- Born: 7 January 1956 Albert Cook Hospital, Mengo Kampala, Uganda
- Died: 15 February 2020 (aged 64) Nakasero Hospital, Nakasero, Kampala, Uganda
- Citizenship: Uganda
- Education: Makerere University (Bachelor of Laws) Law Development Centre (Diploma in Legal Practice) Yale University (Master of Laws) (Doctor of Juridical Science)
- Known for: Legal matters, Tax matters
- Title: Chairman of Uganda Revenue Authority and Monitor Publications Limited Executive Director of Centenary Bank and Director of Nation Media Group

= Simon Kagugube =

Ugandan lawyer, banker, and tax expert (1956–2020)

Simon Kagugube (7 January 1956 – 15 February 2020), was a Ugandan lawyer, corporate executive and taxation expert, who served as the Chairman of the board of directors at Uganda Revenue Authority (URA), Uganda's revenue collection agency.
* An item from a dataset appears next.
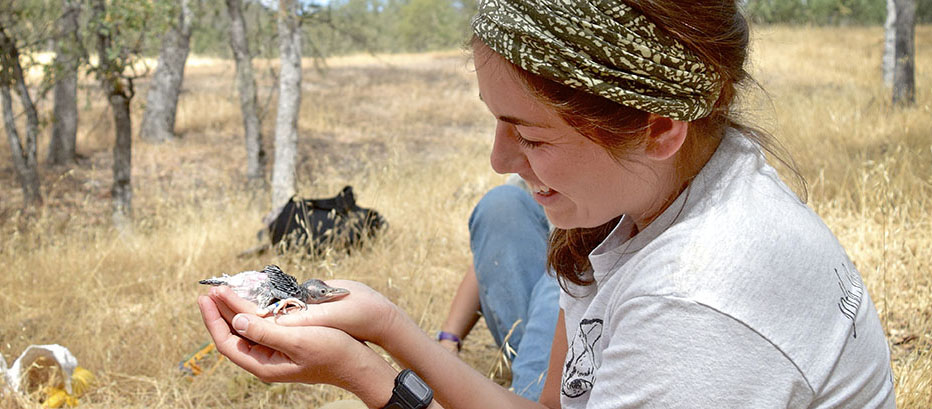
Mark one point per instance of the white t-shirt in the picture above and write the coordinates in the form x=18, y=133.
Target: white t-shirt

He concurrently served as the Chairman of Monitor Publications in Uganda, and was a member of the board of directors at Nation Media Group, based in Kenya. Simultaneously, he was an executive director at Centenary Bank, a commercial bank in Uganda, and he sat on the bank's board of directors.

==Background and education==
He was born in Uganda on 7 January 1956 and attended Namilyango Junior Primary School. For his secondary education, he studied at St. Mary's College Kisubi. He was admitted to Makerere University, Uganda's oldest and largest public university, where he obtained a Bachelor of Laws degree. He went on to obtain a Diploma in Legal practice, from the Law Development Centre. He was then admitted to the Ugandan Bar, as a practicing attorney.

His degree of Master of Laws in Corporation Law, Taxation and International Trade Systems, was awarded by Yale University, in the United States. He also held a Doctor of Science of Law, also awarded by Yale University. His doctoral specialization was in Immigration, Refugees and Asylum Law.

His other academic qualifications included a Certificate in Public Finance from University of Bath and a certificate in the Commonwealth Tax Inspectors’ course.

==Career==
Dr Kagugube worked at the Uganda Revenue Authority, as Commissioner for Value Added Tax and while there, served temporarily as Deputy Commissioner General of the agency. At the time of his death, he was the chairman of the board at the tax agency.

In the early 2000s, he worked at PricewaterhouseCoopers Uganda as the Director of Tax and Legal Services, while simultaneously serving as the chairman of the board at Centenary Bank.

He was appointed to the Board of Nation Media Group, as an independent non-executive director, in September 2011. He concurrently served as the Chairman of the Board of Monitor Publications Limited in Uganda, a Nation Media Group subsidiary.

At the time of his death in February 2020, Kagugube was an Executive Director at Centenary Bank, a commercial bank in Uganda and was a member of the bank's board of directors.

==Illness and death==
Kagugube visited Victoria Clinic on Lumumba Avenue, in Kampala, but collapsed on arrival, on 1 February 2020. He was transferred to nearby Nakasero Hospital, where he was diagnosed with a blocked coronary artery (heart attack).

He was then transferred that afternoon to the Uganda Heart Institute, where he underwent an emergency coronary bypass operation that was deemed successful. A pacemaker was also inserted in his heart to control an irregular rhythm. When he regained consciousness after the heart surgery, he was asked to select an institution where he could be monitored while waiting for sufficient recovery before flying him abroad for a cardiac rehabilitation program. He selected Nakasero Hospital.

While at Nakasero, he developed complications, including uncontrolled blood sugar (he was a diabetic), low blood pressure and kidney failure, requiring dialysis. Kagugube died on the afternoon of 15 February 2020, at Nakasero Hospital, in Kampala, where he had been admitted days before. He was buried at Mawagga Village, Mityana District, on 18 February 2020.

==Family==
He married wife, Eva Kagugube on 9 April 1983 at Christ the King Catholic Church, in Kampala, Uganda.

==Other considerations==
Kagugube was the president of the East African School of Taxation, a private institution based in Kampala.